By September 2020, countries such as the United States, United Kingdom and European Union member states had hedged their bets by pre-ordering vaccines that were in development.A

Bloomberg’s analysis of more than 80 agreements between vaccine producers and countries shows Canada, the UK and Australia would have enough doses reserved to inoculate their populations multiple times over upon delivery of the shots.

Meanwhile, the People’s Vaccine Alliance, a coalition including Oxfam, Amnesty International, Frontline AIDS and Global Justice Now, said developed nations that were home to 14% of the world’s population had purchased 53% of the total stocks of the most promising vaccines as of November 2020.

They raised concerns that  67 low and lower middle-income countries may be at risk of  being left behind with many only being able to get their supply through the COVAX (Covid-19 vaccines global access) facility.

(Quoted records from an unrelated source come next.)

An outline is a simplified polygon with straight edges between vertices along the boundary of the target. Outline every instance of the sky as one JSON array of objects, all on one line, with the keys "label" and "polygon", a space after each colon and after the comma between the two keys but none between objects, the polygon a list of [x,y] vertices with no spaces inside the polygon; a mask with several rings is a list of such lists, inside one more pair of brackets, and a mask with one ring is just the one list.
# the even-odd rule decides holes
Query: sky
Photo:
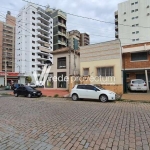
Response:
[{"label": "sky", "polygon": [[[27,3],[22,0],[0,0],[0,14],[5,16],[8,10],[16,16],[19,10]],[[94,18],[97,20],[113,22],[114,12],[118,3],[126,0],[30,0],[39,5],[49,5],[51,8],[61,9],[64,12],[78,16]],[[3,17],[0,17],[3,20]],[[83,19],[73,15],[67,15],[67,30],[78,30],[90,35],[90,43],[99,43],[115,39],[115,25],[102,23],[90,19]]]}]

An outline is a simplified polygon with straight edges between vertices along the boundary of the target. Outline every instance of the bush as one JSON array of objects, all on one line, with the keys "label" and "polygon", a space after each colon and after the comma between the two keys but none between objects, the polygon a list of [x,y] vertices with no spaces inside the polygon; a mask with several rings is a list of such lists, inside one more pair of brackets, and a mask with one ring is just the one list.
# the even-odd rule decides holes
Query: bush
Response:
[{"label": "bush", "polygon": [[58,95],[58,94],[55,94],[54,97],[59,97],[59,95]]}]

Malaysia signed its first deal with Pfizer Inc for 12.8 million doses of vaccine on November 24. Later that year, it entered into another deal with AstraZeneca.  

It took delivery of its first batch of vaccines consisting of 312,390 doses of Pfizer-BioNTech vaccines in February this year.

Ghebreyesus had said the promise of equitable access was at serious risk, as the first vaccines were being deployed.
https://www.who.int/director-general/speeches/detail/who-director-general-s-opening-remarks-at-148th-session-of-the-executive-board

“More than 39 million doses of vaccine have now been administered in at least 49 high-income countries. Just 25 doses have been given in one lowest-income country. Not 25 million; not 25 thousand; just 25,” he said.

“I need to be blunt: the world is on the brink of a catastrophic moral failure – and the price of this failure will be paid with lives and livelihoods in the world’s poorest countries.”

Even as they speak the language of equitable access, some countries and companies continue to prioritiSe bilateral deals, going around COVAX, driving up prices and attempting to jump to the front of the queue. This is wrong.”

He added that 44 bilateral deals were signed last year and more followed this year.

Most vaccine manufacturers have prioritised regulatory approval in rich countries where the profits are highest, rather than submitting full dossiers to WHO, he said.

“Ultimately, these actions will only prolong the pandemic, the restrictions needed to contain it, and human and economic suffering.”

Vaccine equity is not just a moral imperative, it is a strategic and economic imperative,” he added.

According to Bloomberg data, as of May 9, wealthier countries were getting vaccinated 25 times faster than the poorest. The 27 wealthiest countries had 35.2% of the total vaccinations.

The US saw over 40.1%  vaccination coverage while the UK had 39.2%. Malaysia, on the contrary, was only at about 2.7%. – May 10, 2021.